Но в то же время меня охватило страшное беспокойство. Как бы она ни отличалась от моего настоящего лица, я – это я. Я не был ни загипнотизирован, ни опьянен наркотиками, и за все, что совершит маска – например, за то, что в кармане спрятан духовой пистолет, – ответственность должен нести я, и ни кто иной. Характер маски совсем не случаен, он ничем не напоминал кролика, выскочившего из шляпы фокусника, – нет, он был частью меня самого, появившейся не по моей воле, а благодаря тому, что стража моего настоящего лица прочно прикрыла все входы и выходы. Теоретически понимая, что все это именно так, я не мог представить себе ее характера целиком, будто потерял память. Попробуй представить себе мое раздражение, когда существует лишь абстрактное «я», и мне не под силу вдохнуть в него желаемое содержание. Я был вконец расстроен и решил неприметно нажать на тормоза.
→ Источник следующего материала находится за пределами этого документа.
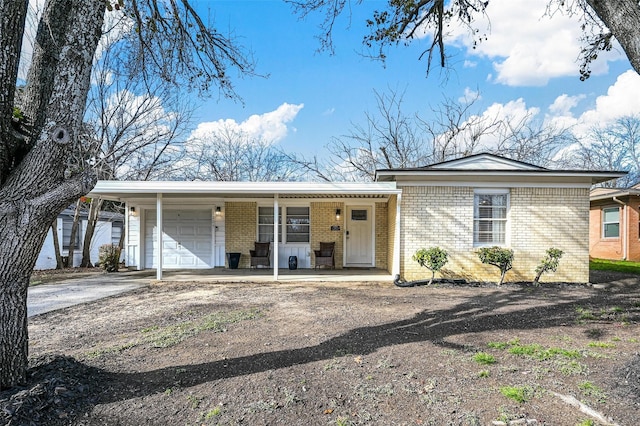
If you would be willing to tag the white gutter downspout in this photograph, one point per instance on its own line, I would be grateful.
(625, 230)
(275, 237)
(159, 232)
(395, 269)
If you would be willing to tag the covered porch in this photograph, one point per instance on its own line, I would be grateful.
(173, 226)
(264, 275)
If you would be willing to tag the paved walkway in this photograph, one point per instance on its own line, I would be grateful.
(49, 297)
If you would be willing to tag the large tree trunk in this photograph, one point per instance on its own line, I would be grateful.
(39, 185)
(92, 220)
(622, 17)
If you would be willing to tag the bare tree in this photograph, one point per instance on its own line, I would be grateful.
(166, 40)
(391, 138)
(135, 127)
(615, 146)
(229, 154)
(533, 141)
(401, 21)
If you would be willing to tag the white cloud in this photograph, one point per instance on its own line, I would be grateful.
(270, 126)
(621, 99)
(563, 104)
(469, 96)
(527, 46)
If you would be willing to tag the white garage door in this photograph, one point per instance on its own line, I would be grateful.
(187, 239)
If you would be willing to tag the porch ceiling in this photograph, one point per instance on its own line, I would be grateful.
(138, 190)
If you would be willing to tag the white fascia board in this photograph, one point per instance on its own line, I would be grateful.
(614, 194)
(494, 184)
(122, 188)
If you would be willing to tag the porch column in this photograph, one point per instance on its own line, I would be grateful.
(395, 268)
(159, 236)
(275, 237)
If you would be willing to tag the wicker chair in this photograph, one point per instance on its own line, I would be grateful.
(260, 256)
(324, 256)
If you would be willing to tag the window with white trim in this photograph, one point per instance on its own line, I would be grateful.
(490, 218)
(296, 229)
(297, 225)
(67, 225)
(611, 222)
(265, 224)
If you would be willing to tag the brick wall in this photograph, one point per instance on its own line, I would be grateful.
(612, 248)
(539, 218)
(550, 217)
(240, 230)
(322, 217)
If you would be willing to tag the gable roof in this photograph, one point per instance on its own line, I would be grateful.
(490, 169)
(483, 161)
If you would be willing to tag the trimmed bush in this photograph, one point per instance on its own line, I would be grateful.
(497, 256)
(433, 259)
(109, 257)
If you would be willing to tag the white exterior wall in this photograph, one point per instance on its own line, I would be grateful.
(47, 257)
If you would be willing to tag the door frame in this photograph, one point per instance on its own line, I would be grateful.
(372, 217)
(171, 206)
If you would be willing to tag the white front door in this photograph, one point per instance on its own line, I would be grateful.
(187, 239)
(359, 236)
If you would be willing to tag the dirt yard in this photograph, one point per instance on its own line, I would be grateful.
(338, 354)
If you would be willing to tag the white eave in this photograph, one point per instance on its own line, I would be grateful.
(127, 190)
(613, 193)
(531, 177)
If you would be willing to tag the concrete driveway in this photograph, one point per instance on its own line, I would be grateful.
(62, 294)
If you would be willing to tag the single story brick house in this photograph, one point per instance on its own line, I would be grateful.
(458, 205)
(614, 218)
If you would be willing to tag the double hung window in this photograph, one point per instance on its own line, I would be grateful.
(296, 229)
(490, 218)
(611, 222)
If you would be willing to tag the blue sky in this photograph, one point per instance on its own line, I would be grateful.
(528, 64)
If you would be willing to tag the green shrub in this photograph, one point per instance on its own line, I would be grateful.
(519, 394)
(433, 259)
(484, 358)
(499, 257)
(549, 263)
(109, 257)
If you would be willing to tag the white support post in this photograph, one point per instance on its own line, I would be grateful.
(159, 232)
(395, 269)
(275, 237)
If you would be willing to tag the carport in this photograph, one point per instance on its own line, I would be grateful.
(172, 225)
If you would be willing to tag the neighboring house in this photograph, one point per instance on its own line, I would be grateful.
(108, 231)
(614, 231)
(459, 205)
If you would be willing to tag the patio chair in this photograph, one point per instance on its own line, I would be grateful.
(324, 256)
(260, 256)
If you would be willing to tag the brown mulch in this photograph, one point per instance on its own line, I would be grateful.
(329, 353)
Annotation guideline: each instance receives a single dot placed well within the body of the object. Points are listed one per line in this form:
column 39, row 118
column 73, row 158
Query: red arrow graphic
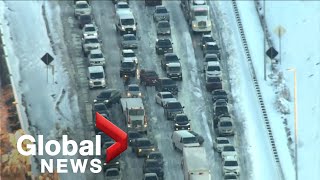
column 119, row 136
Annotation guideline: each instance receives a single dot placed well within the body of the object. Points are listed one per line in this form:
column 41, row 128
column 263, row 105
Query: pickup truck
column 148, row 77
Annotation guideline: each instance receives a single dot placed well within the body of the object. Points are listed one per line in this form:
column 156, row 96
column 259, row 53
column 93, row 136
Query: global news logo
column 86, row 148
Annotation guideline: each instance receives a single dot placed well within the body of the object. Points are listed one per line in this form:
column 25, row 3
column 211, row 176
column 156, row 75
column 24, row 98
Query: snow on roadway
column 50, row 106
column 246, row 106
column 300, row 50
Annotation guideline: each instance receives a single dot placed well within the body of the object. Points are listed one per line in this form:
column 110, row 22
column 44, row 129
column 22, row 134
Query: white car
column 228, row 150
column 96, row 58
column 90, row 30
column 220, row 142
column 122, row 6
column 89, row 43
column 213, row 69
column 134, row 91
column 81, row 8
column 230, row 165
column 163, row 97
column 128, row 54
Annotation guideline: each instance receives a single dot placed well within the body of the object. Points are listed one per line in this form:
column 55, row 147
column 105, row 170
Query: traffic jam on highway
column 130, row 107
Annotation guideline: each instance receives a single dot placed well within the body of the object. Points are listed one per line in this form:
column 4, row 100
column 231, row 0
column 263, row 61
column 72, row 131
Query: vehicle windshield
column 226, row 124
column 165, row 96
column 164, row 42
column 231, row 163
column 189, row 140
column 127, row 64
column 96, row 75
column 91, row 41
column 128, row 38
column 127, row 22
column 113, row 173
column 129, row 55
column 213, row 68
column 161, row 10
column 88, row 29
column 82, row 6
column 229, row 148
column 175, row 105
column 201, row 13
column 136, row 112
column 174, row 68
column 93, row 56
column 134, row 88
column 163, row 25
column 182, row 119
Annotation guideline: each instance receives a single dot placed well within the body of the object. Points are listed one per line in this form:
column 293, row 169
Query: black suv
column 172, row 108
column 181, row 122
column 128, row 68
column 163, row 46
column 168, row 58
column 153, row 166
column 166, row 84
column 109, row 97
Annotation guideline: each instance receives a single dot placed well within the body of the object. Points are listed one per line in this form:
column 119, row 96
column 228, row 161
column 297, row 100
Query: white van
column 125, row 23
column 96, row 77
column 183, row 138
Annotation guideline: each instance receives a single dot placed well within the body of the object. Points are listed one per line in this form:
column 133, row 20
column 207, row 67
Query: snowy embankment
column 50, row 106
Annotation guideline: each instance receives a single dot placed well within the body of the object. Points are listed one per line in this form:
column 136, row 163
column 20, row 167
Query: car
column 122, row 6
column 150, row 176
column 211, row 48
column 148, row 77
column 225, row 127
column 230, row 165
column 166, row 84
column 85, row 19
column 132, row 136
column 128, row 67
column 81, row 8
column 99, row 108
column 209, row 58
column 219, row 94
column 90, row 30
column 163, row 97
column 153, row 166
column 96, row 58
column 199, row 138
column 169, row 58
column 133, row 90
column 228, row 150
column 206, row 38
column 213, row 69
column 143, row 146
column 219, row 143
column 109, row 97
column 213, row 83
column 163, row 28
column 129, row 41
column 161, row 14
column 163, row 46
column 172, row 108
column 230, row 176
column 156, row 155
column 129, row 54
column 89, row 43
column 181, row 122
column 113, row 173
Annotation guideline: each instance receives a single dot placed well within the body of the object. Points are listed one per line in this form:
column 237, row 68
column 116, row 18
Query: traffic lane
column 194, row 89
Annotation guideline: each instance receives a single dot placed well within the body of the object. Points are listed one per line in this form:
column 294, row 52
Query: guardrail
column 258, row 91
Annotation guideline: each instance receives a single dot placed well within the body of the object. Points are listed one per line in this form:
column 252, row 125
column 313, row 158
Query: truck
column 135, row 115
column 195, row 164
column 197, row 15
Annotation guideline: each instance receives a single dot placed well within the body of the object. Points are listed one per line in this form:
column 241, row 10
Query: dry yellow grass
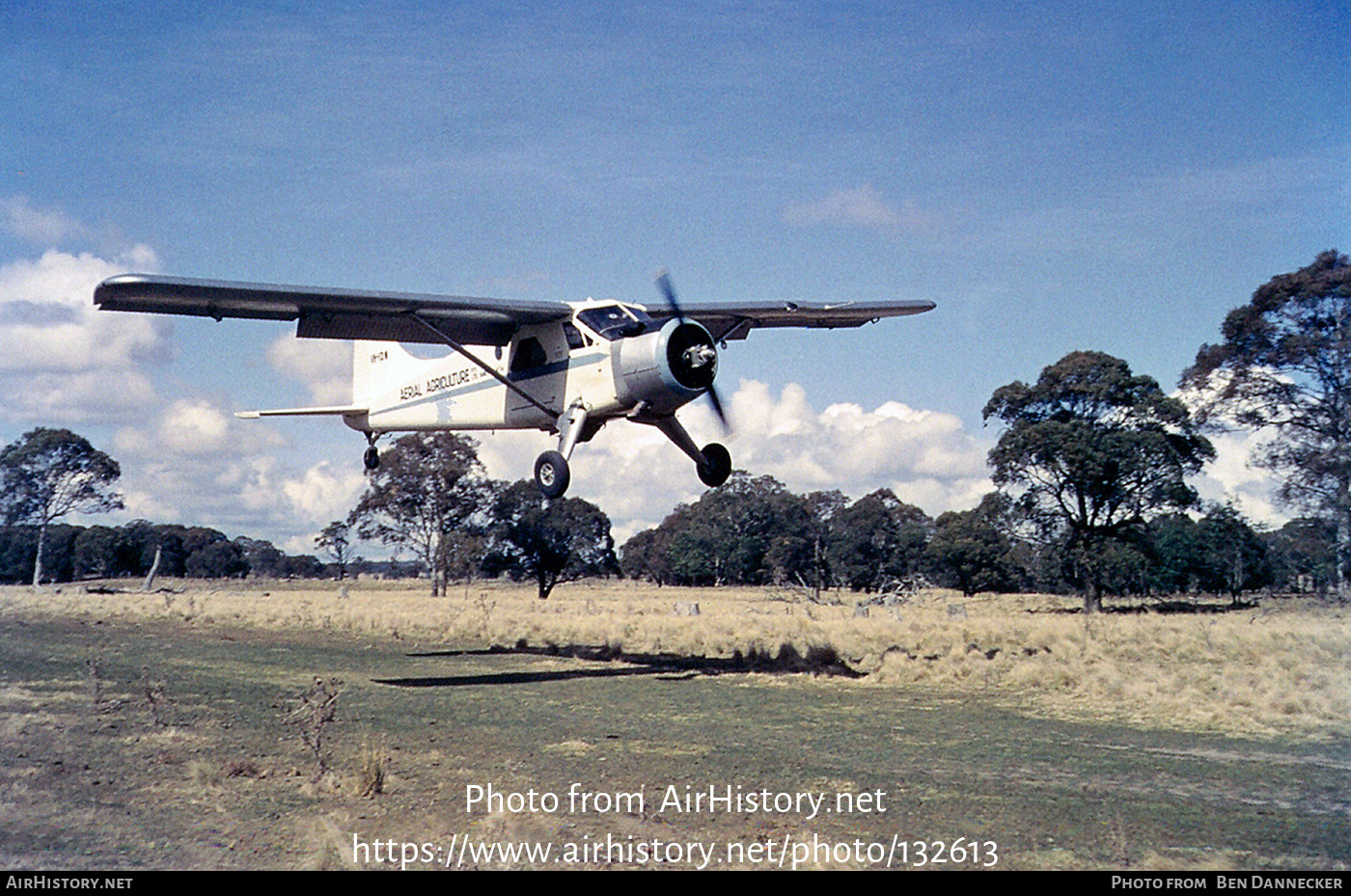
column 1283, row 669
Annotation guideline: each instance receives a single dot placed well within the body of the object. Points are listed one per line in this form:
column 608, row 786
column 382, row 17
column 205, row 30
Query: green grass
column 229, row 784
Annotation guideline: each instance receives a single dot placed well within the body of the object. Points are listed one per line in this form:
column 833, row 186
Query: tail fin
column 377, row 367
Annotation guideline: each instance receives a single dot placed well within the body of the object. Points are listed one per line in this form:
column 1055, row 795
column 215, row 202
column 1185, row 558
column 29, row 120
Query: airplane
column 561, row 367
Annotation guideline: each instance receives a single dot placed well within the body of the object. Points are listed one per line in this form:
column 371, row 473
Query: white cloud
column 861, row 206
column 61, row 359
column 323, row 365
column 638, row 476
column 40, row 227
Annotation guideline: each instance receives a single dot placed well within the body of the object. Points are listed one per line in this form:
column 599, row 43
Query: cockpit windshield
column 615, row 321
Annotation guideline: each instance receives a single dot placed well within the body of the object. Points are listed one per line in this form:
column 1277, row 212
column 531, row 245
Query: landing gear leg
column 551, row 473
column 713, row 463
column 372, row 456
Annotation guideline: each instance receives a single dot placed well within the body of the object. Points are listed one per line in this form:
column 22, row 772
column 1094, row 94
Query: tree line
column 753, row 530
column 1091, row 470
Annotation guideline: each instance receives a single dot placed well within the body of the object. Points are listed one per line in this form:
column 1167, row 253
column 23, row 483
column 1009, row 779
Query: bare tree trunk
column 154, row 568
column 37, row 563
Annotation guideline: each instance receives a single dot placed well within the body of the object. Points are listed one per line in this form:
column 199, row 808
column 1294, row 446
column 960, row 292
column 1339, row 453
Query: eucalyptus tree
column 1285, row 366
column 1094, row 450
column 49, row 474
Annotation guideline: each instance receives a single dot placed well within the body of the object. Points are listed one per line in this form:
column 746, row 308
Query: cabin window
column 615, row 321
column 530, row 354
column 574, row 337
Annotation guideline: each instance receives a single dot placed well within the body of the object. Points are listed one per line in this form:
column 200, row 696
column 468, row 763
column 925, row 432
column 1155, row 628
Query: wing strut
column 483, row 366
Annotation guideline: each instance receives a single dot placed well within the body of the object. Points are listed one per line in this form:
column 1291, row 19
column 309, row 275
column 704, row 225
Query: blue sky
column 1060, row 176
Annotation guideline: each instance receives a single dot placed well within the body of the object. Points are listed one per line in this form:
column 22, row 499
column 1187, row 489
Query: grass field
column 169, row 730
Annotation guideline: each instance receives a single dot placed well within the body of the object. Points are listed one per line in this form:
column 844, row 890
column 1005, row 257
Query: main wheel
column 551, row 474
column 719, row 466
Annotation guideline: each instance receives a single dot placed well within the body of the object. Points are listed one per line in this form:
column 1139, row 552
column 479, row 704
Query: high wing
column 331, row 313
column 732, row 320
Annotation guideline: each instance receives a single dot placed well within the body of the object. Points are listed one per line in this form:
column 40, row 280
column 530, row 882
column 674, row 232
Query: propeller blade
column 664, row 283
column 718, row 409
column 668, row 289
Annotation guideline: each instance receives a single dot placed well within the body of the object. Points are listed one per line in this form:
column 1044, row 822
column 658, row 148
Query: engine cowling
column 666, row 367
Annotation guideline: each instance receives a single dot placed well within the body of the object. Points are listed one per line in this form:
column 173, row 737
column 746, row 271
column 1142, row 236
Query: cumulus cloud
column 861, row 206
column 638, row 476
column 196, row 463
column 40, row 227
column 323, row 365
column 61, row 359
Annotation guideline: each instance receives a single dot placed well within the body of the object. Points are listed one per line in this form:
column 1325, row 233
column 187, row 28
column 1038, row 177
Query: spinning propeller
column 696, row 355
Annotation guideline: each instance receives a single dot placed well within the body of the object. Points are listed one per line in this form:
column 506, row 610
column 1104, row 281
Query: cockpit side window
column 574, row 337
column 614, row 321
column 530, row 354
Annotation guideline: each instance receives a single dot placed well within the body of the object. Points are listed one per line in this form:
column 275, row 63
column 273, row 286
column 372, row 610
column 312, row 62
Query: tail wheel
column 551, row 474
column 718, row 466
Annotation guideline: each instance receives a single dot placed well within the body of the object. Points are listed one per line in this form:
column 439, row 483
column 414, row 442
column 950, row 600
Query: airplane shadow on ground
column 668, row 666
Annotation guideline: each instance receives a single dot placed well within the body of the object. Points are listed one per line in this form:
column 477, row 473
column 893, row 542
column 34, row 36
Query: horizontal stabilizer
column 337, row 411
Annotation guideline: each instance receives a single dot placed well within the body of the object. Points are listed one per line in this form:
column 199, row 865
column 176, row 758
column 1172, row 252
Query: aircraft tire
column 719, row 466
column 551, row 474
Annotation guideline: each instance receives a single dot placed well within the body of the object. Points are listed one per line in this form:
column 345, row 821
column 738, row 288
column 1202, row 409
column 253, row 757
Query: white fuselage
column 560, row 365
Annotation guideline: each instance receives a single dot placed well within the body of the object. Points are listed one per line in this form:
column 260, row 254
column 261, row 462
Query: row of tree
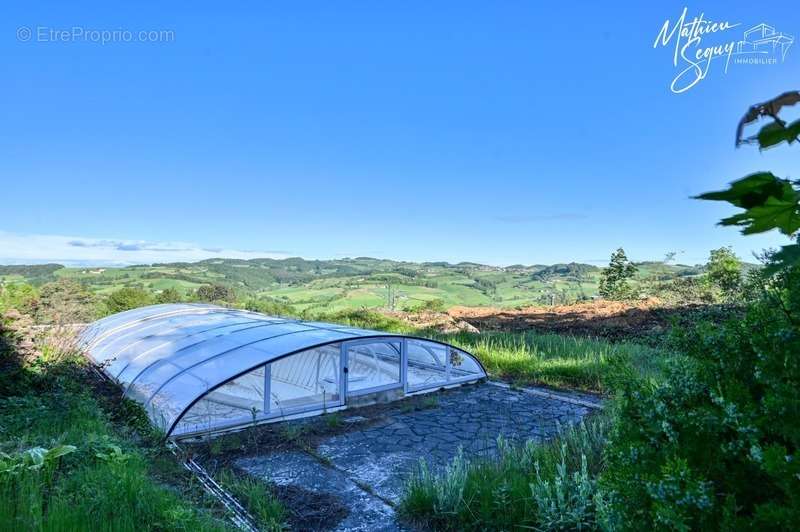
column 723, row 274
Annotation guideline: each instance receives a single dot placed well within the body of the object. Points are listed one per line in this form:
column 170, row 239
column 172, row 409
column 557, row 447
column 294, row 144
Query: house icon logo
column 763, row 45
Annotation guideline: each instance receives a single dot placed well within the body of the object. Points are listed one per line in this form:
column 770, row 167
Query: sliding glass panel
column 463, row 366
column 373, row 365
column 307, row 380
column 237, row 401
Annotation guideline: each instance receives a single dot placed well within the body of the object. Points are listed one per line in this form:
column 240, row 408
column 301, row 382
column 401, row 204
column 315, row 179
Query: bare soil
column 612, row 320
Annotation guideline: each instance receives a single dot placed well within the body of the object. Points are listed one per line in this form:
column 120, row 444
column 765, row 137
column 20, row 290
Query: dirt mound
column 609, row 319
column 438, row 321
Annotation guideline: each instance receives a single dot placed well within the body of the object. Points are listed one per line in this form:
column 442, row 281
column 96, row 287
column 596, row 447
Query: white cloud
column 21, row 249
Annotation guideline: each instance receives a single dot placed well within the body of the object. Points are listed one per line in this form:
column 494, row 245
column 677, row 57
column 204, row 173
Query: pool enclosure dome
column 199, row 368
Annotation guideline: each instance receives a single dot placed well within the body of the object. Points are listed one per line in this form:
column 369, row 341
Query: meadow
column 317, row 286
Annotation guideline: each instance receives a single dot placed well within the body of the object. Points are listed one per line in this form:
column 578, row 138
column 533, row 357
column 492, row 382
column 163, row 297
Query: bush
column 213, row 293
column 128, row 298
column 64, row 301
column 715, row 445
column 431, row 305
column 547, row 486
column 724, row 270
column 614, row 280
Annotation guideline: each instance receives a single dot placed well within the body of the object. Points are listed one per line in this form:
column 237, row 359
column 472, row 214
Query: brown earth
column 614, row 320
column 609, row 319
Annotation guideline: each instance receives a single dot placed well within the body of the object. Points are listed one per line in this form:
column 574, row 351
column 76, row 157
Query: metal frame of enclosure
column 199, row 369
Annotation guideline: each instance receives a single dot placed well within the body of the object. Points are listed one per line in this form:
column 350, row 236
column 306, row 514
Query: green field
column 344, row 284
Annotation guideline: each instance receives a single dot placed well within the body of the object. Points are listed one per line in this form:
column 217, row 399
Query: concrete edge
column 543, row 392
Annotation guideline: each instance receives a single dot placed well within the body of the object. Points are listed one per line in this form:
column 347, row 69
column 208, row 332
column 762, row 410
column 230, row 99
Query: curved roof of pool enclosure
column 202, row 368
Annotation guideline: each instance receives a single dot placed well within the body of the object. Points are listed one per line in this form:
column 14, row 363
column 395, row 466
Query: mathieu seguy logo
column 700, row 42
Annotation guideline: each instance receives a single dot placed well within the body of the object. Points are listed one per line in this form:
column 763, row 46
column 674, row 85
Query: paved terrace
column 365, row 464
«Провал того, тридцать второго эксперимента: опыты были проведены плохо или же изъян оказался в самой гипотезе?»
Я решил избрать темой этот важный для лаборатории вопрос и попытаться вспомнить занятую мной позицию. Я высказал предположение, что в некоторых высокомолекулярных соединениях существует выражающаяся функционально зависимость между изменением коэффициента упругости под действием давления и изменениями под действием температуры, и получил весьма обнадеживающие результаты, но последний, тридцать второй эксперимент опрокинул все мои ожидания, и я оказался в весьма тяжелом положении.
Однако маска только досадливо нахмурила брови. С одной стороны, мне показалось это естественным, но в то же время я почувствовал укол самолюбию…
…И тогда я взорвался.
«Что же тебе, наконец, нужно? Стоит мне захотеть, и я в любую минуту сорву тебя!»
Но маска хладнокровно, беззаботно парировала:
«Видишь ли, я ведь никто. До сих пор мне пришлось отдать немало сил, чтобы быть кем-то, и теперь я непременно воспользуюсь этим случаем, я хочу отказаться от жалкого жребия стать кем-то иным. А ты сам? Разве, честно говоря, ты хочешь меня сделать кем-то иным? Да, по-моему, и не сможешь, так что давай оставим все как есть. Согласен? Взгляни-ка! Не выходной день, а такая толчея… толчея возникает не потому, что скапливаются люди, а люди скапливаются потому, что возникает толчея. Я не вру. Студенты, длинноволосые, точно хулиганы, целомудренные жены, накрашенные, точно известные своим распутством актрисы, замызганные девицы в модных платьях, тощие, точно манекены… Пусть это несбыточная мечта, но они вливаются в толчею, чтобы стать никем. Или, может быть, ты собираешься утверждать, что только мы с тобой другие?»
Мне нечего было ответить. Ответа и не могло быть. Ведь это были утверждения маски, а их она придумывала моей головой. (Ты сейчас, наверно, смеешься? Нет, ждать этого – значило бы желать слишком многого. Горькая шутка совсем не для того, чтобы рассмешить. Я был бы вполне удовлетворен, если бы ты признала, что в моих словах содержится хоть частица здравого смысла, но…)
Я оказался припертым к стене или под предлогом, что оказался припертым к стене, перестал сопротивляться и разрешил маске делать все, что она захочет. И тогда маска, хотя и была никем, придумала неожиданно разумный план, ничуть не менее дерзкий, чем случай с пистолетом. Он заключался в том, чтобы после обеда пойти к нашему дому и посмотреть, что там происходит. Нет, не что происходит в нашем доме, а что происходит во мне самом. Попытаюсь заглянуть домой, чтобы установить, насколько смогу я противиться роли соблазнителя, исполнение которой намечено на завтра. В глубине души я еще на что-то надеялся, но облечь эти надежды в слова никак не мог и с готовностью согласился подчиниться маске.